The Battle of Tannenberg in 1410: Strategic Interests and Tactical Implementation


The Battle of Tannenberg in 1410: Strategic Interests and Tactical Implementation

By Martin Hofbauer

Journal of Military and Strategic Studies, Vol.13:1 (2010)

Introduction: The Teutonic Order dates back to the time of the Third Crusade (1189-1192). Around 1190, during the siege of Acre in the Holy Land an order of nurses was founded. This order was converted in 1198 into an order of knights, the so-called Teutonic Order. It was confirmed a year later by Pope Innocent III. The Order acquired its first properties in Palestine, Armenia and Cyprus, and from 1200 on also in Germany. Eventually it spread over large parts of Europe. The competition with older orders of knights in the Kingdom of Jerusalem as well as the failed crusades prompted the order to look for a new field of activity.

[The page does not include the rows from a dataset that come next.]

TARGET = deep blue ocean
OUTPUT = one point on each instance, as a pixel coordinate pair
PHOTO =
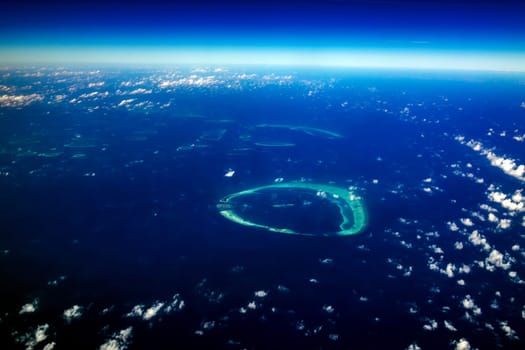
(110, 179)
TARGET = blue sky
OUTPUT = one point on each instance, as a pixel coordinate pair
(399, 34)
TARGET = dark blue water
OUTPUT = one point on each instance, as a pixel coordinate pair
(126, 211)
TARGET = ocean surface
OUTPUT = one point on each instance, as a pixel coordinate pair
(110, 235)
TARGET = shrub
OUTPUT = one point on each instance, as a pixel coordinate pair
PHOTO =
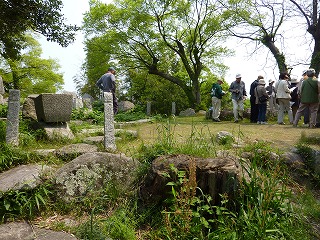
(24, 204)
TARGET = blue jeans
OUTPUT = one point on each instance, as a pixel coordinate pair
(262, 112)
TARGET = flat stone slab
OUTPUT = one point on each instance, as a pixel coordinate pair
(23, 231)
(22, 177)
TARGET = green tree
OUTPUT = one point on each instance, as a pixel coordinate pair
(43, 17)
(261, 21)
(34, 74)
(174, 40)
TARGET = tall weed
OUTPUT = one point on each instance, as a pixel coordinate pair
(24, 204)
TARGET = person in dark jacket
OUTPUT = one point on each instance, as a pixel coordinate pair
(216, 94)
(310, 90)
(262, 97)
(254, 107)
(238, 95)
(294, 101)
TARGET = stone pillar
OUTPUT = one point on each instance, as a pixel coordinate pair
(173, 109)
(109, 138)
(148, 108)
(12, 133)
(1, 91)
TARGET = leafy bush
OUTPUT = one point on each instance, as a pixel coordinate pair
(24, 204)
(10, 157)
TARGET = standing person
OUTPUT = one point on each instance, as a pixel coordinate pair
(310, 90)
(107, 83)
(238, 90)
(306, 114)
(216, 94)
(254, 107)
(294, 101)
(283, 97)
(261, 100)
(273, 106)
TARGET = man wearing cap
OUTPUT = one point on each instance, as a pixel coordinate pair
(238, 90)
(283, 98)
(216, 94)
(261, 97)
(107, 83)
(273, 107)
(310, 91)
(254, 107)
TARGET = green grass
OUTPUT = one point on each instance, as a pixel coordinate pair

In 1225-26, Duke Konrad I of Masovia from Poland invited the Teutonic Order into the Chełmno Land in Prussia to assist him in fighting the still pagan Old Prussians in the north. After intensive negotiations, a missionary war was started in 1231. Some 50 years later, in 1283, the conquest of Prussia was essentially completed. The confirmation issued by Emperor Frederick II in the Golden Bull of Rimini (1226) and the document issued by Pope Gregory IX (1234), in which he put the Chełmno Land and Prussia under the protection of the church, promoted the independence of the Teutonic Order and gave it a task, that of fighting and converting the pagans to Catholism.

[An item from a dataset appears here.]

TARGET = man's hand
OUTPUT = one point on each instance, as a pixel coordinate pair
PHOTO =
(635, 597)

In addition to Prussia, the Teutonic Order quickly gained a foothold in Livonia. Since 1202, a separate crusaders’ order, the so-called Livonian Brothers of the Sword, had been waging a missionary war and expanding settlements there. After a crushing defeat at the hands of the Lithuanians in the Battle of Saule in 1236, the remaining brothers joined the Teutonic Order. This meant that the Order ruled a second major piece of territory in the northeast of the Baltic region.